Note, that training time is quite high. We can reduce it and also significantly improve accuracy.
We will prune our vocabulary. For example we can find words “a”, “the”, “in” in almost all documents, but actually they don’t give any useful information. Usually they called stop words. But in contrast to them, corpus also contains very uncommon terms, which contained only in few documents. These terms also useless, because we don’t have sufficient statistics for them. Here we will filter them out:
# remove very common and uncommon words
pruned_vocab <- prune_vocabulary(vocab, term_count_min = 10,
doc_proportion_max = 0.5, doc_proportion_min = 0.001)
it <- itoken(movie_review[['review']], preprocess_function = tolower,
tokenizer = word_tokenizer, chunks_number = 10, progessbar = F)
corpus <- create_vocab_corpus(it, vocabulary = pruned_vocab)
dtm <- get_dtm(corpus)
Also we can (and usually should!) apply TF-IDF transofrmation, which will increase weight for document-specific terms and decrease weight for widely used terms:
dtm <- dtm %>% tfidf_transformer
## idf scaling matrix not provided, calculating it form input matrix
dim(dtm)
## [1] 5000 7663
Now, lets fit out model again:
t1 <- Sys.time()
fit <- cv.glmnet(x = dtm, y = movie_review[['sentiment']],
family = 'binomial',
# lasso penalty
alpha = 1,
# interested area unded ROC curve
type.measure = "auc",
# 5-fold cross-validation
nfolds = 5,
# high value, less accurate, but faster training
thresh = 1e-3,
# again lower number iterations for faster training
# in this vignette
maxit = 1e3)
print( difftime( Sys.time(), t1, units = 'sec'))
## Time difference of 2.457911 secs
plot(fit)
print (paste("max AUC = ", round(max(fit$cvm), 4)))
## [1] "max AUC = 0.9201"
As you can seem we obtain faster training, and larger AUC.
Also we can try to use ngrams instead of words. We will use up to 3-ngrams:
it <- itoken(movie_review[['review']], preprocess_function = tolower,
tokenizer = word_tokenizer, chunks_number = 10, progessbar = F)
t1 <- Sys.time()
vocab <- vocabulary(src = it, ngram = c(1L, 3L))
print( difftime( Sys.time(), t1, units = 'sec'))

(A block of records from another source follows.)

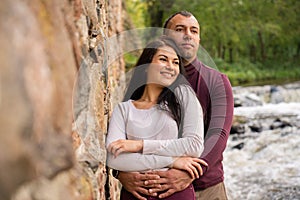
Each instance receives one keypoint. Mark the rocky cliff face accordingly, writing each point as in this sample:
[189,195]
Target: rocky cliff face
[55,98]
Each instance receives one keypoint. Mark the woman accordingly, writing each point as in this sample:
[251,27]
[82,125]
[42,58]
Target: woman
[145,130]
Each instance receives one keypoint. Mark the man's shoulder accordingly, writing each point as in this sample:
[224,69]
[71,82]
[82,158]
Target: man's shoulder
[206,70]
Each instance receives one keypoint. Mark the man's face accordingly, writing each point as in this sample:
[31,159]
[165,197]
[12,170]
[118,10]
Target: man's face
[185,31]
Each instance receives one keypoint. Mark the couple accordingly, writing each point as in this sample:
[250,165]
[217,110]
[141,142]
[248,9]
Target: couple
[177,137]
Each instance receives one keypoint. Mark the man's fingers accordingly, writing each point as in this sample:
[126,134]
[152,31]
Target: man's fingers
[138,196]
[155,182]
[203,162]
[167,193]
[149,176]
[163,187]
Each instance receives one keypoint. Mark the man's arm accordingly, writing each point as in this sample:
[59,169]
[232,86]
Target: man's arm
[220,121]
[215,140]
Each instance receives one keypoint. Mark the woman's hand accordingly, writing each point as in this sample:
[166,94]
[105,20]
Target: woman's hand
[189,164]
[119,146]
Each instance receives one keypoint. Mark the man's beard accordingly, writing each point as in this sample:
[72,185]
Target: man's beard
[186,55]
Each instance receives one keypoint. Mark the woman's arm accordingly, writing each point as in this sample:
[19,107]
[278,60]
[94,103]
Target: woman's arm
[129,161]
[192,129]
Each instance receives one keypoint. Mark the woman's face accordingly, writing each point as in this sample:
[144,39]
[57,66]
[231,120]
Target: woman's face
[164,67]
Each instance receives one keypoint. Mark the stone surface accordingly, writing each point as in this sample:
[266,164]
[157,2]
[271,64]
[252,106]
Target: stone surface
[55,98]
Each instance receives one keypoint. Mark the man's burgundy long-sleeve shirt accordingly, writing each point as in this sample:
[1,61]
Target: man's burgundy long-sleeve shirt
[214,92]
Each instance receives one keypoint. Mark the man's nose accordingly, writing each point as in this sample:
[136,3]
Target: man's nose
[187,34]
[170,66]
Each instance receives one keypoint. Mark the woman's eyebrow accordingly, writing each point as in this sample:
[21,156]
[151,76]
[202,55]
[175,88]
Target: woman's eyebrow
[176,58]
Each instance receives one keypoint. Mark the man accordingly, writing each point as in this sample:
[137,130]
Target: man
[214,92]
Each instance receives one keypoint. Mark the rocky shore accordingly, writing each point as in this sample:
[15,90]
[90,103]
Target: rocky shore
[262,158]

## Time difference of 4.119684 secs
vocab <- vocab %>%
prune_vocabulary(term_count_min = 10, doc_proportion_max = 0.5, doc_proportion_min = 0.001)
it <- itoken(movie_review[['review']], preprocess_function = tolower,
tokenizer = word_tokenizer, chunks_number = 10, progessbar = F)
corpus <- create_vocab_corpus(it, vocabulary = vocab)
print( difftime( Sys.time(), t1, units = 'sec'))
## Time difference of 6.042079 secs
dtm <- corpus %>%
get_dtm %>%
tfidf_transformer
## idf scaling matrix not provided, calculating it form input matrix
dim(dtm)
## [1] 5000 27226
t1 <- Sys.time()
fit <- cv.glmnet(x = dtm, y = movie_review[['sentiment']],
family = 'binomial',
# lasso penalty
alpha = 1,
# interested area unded ROC curve
type.measure = "auc",
# 5-fold cross-validation
nfolds = 5,
# high value, less accurate, but faster training
thresh = 1e-3,
# again lower number iterations for faster training
# in this vignette
maxit = 1e3)
print( difftime( Sys.time(), t1, units = 'sec'))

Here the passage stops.